Derick Smith, 58, stole hundreds of pounds from a childhood friend after she took him in as a lodger when his marriage ended. He claimed they planned to start a business together, using a priceless silver goblet looted from the mansion of Hitler's right-hand-man Hermann Goering at the end of the Second World War. But when he changed his mind about offering the treasure as a guarantee to the bank, it landed him in court, he said.
Smith, who admitted fraud, said the 12in high silver cup - nicknamed the Unholy Grail - was behind a string of misfortunes he had suffered since it was passed to him by a family friend 32 years ago. Inscribed with Goering's name and the words, "In memory of the great time. 7.3.36," it was taken from the former chancellor and Luftwaffe chief's Karin Hall Lodge home in East Prussia in 1945.

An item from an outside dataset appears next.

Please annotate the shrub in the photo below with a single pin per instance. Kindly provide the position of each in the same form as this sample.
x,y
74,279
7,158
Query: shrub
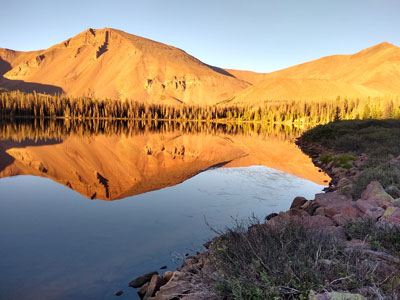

Sunderland soldier Private George Armstrong found it among treasures at the lodge, many of which were wedding gifts bestowed in their thousands on Goering and his wife in 1923. Pte Armstrong, who served with the Royal Signals, wrapped the goblet in a blue velvet curtain and carried it out of the lodge in his army backpack but hid it in his loft because he worried about being taken to task by his superiors.

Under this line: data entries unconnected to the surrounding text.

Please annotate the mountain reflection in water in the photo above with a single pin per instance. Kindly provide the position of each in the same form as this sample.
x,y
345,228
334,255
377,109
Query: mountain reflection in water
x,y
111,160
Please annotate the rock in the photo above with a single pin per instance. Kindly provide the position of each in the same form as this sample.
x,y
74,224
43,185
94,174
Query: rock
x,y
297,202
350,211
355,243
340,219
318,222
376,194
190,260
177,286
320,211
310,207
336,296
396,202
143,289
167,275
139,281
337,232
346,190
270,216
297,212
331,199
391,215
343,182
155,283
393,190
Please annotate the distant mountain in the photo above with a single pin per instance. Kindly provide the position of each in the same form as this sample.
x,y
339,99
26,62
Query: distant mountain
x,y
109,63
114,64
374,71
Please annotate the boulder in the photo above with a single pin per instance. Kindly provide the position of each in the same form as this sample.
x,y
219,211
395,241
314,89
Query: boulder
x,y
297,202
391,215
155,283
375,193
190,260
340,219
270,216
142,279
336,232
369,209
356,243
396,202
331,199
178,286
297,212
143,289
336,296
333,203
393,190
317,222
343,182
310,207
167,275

When he died, it was passed on to Mr Smith.
Judge Richard Lowden at Newcastle Crown Court heard how in May last year the former showjumper, of Stanley, County Durham, cashed forged cheques he had torn from the back of South Tyneside businesswoman Lesley Shaw's Royal Bank of Scotland chequebook. She had taken him in as a lodger when his marriage ended in 2007.
The pair began a relationship and Smith began to work as a driver and debt collector for Mrs Shaw, the court heard. But when he went missing in a Transit van which belonged to Mrs Smith, she became suspicious and realised money was missing from her bank account, prosecutor Tony Moran said.

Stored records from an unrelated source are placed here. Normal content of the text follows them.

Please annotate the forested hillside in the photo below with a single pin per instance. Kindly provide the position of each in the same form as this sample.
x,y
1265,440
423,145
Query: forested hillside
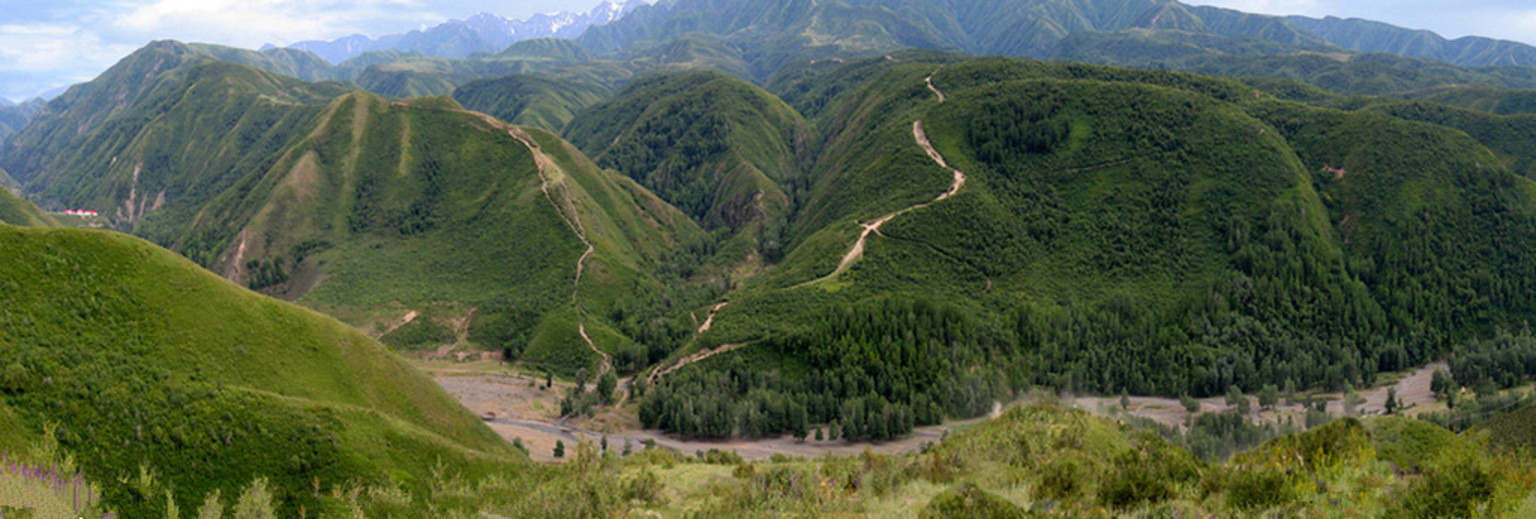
x,y
722,151
1115,231
315,192
19,212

Mitigating, Andrew Finlay said Smith had taken money he believed he was owed. Smith, who admitted fraud, was fined £200 and ordered to pay £335 compensation. Sentencing, Judge Lowden said he had committed a "mean crime".
He said: "You have a record for offences of dishonesty and cheating people. You have to be dealt with for, in effect, swindling your partner in whatever form of relationship that was."
Speaking after the hearing, Smith claimed he and Mrs Shaw discussed opening a stables using £200,000 raised against the value of the chalice. He said when he refused they fell out and their relationship broke down.
He blamed the chalice for poisoning their relationship.
He said: "Every time it seems to raise its head I end up in trouble. One day, I'll sell it. I'm happy for it to remain locked away in a bank vault until then."
Mrs Shaw denied ever having been in a relationship with Smith, and said she felt she had been betrayed.
She said: "The first I knew about any Nazi chalice was when the fraud investigation began and the police told me about it. We'd discussed starting up a stables but never once did I ask him for money and nor did he offer any. When the detectives told me all about his past and the things he'd done I felt betrayed. They said I had been a bit naive. I was just trying to help him. He is a liar and I feel used."
In March 2002, Smith was sentenced to nine months' imprisonment for blackmail after kidnapping a former friend's boxer dog when she refused to return the chalice, claiming it had been given to her in payment of a £40,000 debt.
In 2004, he was awarded ownership of the cup at Newcastle County Court and may now sell it. The relic is unique and worth between £1 million and £2 million, the court was told.